Three Cheers for Jeremy Hunt

Posted on the 30 March 2015 by Markwadsworth @Mark_Wadsworth

From The Daily Mail:
A panel of scientific advisers had recommended in October 2013 that the vaccine should not be introduced as it was not deemed cost-effective. But ministers told the Joint Committee of Vaccination and Immunisation to carry out another assessment and this concluded last March that it should be offered.
The Government then spent almost a year negotiating with drugs manufacturers trying to agree a cheaper price. On Saturday, the Mail highlighted how the jab was being denied to babies because of the cost row. Nearly 800,000 babies each year would be eligible for the jab at an average annual cost of £16million.

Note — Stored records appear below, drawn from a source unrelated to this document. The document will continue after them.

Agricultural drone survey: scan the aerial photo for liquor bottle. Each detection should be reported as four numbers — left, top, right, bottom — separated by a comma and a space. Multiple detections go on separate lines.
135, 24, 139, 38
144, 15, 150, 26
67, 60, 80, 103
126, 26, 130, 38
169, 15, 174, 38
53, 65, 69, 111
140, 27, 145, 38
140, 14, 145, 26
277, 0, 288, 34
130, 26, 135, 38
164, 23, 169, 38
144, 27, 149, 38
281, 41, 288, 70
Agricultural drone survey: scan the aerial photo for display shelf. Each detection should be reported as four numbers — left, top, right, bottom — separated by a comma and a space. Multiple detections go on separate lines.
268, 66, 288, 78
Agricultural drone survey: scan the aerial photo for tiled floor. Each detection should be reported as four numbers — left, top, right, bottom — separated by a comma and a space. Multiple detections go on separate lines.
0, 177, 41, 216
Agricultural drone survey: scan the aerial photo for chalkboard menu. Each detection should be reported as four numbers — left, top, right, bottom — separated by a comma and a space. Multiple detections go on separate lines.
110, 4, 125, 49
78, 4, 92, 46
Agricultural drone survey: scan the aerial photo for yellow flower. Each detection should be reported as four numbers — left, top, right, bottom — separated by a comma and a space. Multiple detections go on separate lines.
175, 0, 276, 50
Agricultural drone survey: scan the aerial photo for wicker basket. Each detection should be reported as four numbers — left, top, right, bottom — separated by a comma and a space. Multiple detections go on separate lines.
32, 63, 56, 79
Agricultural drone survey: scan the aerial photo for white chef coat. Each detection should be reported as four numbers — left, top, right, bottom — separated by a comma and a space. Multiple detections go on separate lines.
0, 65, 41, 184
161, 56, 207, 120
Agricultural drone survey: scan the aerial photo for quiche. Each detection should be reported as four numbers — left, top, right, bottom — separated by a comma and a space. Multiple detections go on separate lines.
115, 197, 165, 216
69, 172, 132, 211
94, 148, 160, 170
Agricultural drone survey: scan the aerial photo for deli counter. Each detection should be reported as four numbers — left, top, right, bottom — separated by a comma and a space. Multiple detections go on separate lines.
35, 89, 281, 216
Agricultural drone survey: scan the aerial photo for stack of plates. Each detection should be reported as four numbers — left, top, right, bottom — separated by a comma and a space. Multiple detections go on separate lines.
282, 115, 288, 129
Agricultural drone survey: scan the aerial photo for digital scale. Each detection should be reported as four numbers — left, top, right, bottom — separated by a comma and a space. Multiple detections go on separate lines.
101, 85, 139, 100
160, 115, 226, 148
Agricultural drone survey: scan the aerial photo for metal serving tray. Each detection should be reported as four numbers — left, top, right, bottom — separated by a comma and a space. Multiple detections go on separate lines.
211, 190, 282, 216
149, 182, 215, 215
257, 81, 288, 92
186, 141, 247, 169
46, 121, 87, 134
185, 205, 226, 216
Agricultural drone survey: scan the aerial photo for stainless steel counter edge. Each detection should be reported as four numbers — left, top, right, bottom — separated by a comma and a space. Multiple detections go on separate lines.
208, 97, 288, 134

It's an impossible problem*, and fair play to Jeremy Hunt for going on telly and fronting it out.
The other good news is that a lot of health services around the world take the price the NHS have negotiated as their benchmark price and end up paying the same low-ish amount.
* On the one hand, the marginal cost to the manufacturer is pennies per dose.

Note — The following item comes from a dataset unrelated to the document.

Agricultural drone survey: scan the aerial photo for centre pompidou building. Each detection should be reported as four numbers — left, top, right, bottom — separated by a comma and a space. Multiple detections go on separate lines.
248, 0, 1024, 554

But the value to the 'customer' is huge. The approximate cost to the NHS can be estimated in £millions, but how do you estimate the cost of the death and disability of possibly hundreds of people a year, i.e. the value of avoiding it?
The NHS wants to pitch the price closer to the pennies per dose (plus a reasonable contribution towards R&D costs) and the manufacturer wants to hold out for a price which is nearer the value to the customer. The difference is 'rent'.

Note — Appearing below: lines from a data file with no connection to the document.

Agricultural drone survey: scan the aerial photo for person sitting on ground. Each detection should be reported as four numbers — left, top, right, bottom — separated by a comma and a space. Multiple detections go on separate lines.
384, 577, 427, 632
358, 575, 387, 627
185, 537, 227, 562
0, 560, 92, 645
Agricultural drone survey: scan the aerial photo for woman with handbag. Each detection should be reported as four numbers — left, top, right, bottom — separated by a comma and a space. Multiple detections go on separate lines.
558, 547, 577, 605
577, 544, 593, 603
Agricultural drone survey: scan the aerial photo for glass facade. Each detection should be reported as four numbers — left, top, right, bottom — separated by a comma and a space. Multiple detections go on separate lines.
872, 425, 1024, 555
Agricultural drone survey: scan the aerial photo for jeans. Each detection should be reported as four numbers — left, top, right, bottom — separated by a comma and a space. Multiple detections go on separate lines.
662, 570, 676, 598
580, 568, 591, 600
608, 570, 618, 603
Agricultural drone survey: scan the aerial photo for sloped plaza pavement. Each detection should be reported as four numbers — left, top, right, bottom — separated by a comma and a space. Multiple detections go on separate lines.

This wasn't an example of the UK government being hard hearted or intransigent, it was the manufacturer who was holding us all to ransom.
And how do you trade off that cost/benefit with the cost/benefit of all the other things people would like the NHS to do? The NHS/Jeremy Hunt's basic argument is (or should be) "Look, we are terribly sorry for the tragedies which have happened over the past couple of years, but with the money we've saved, we'll be able to treat lots of other people for other things."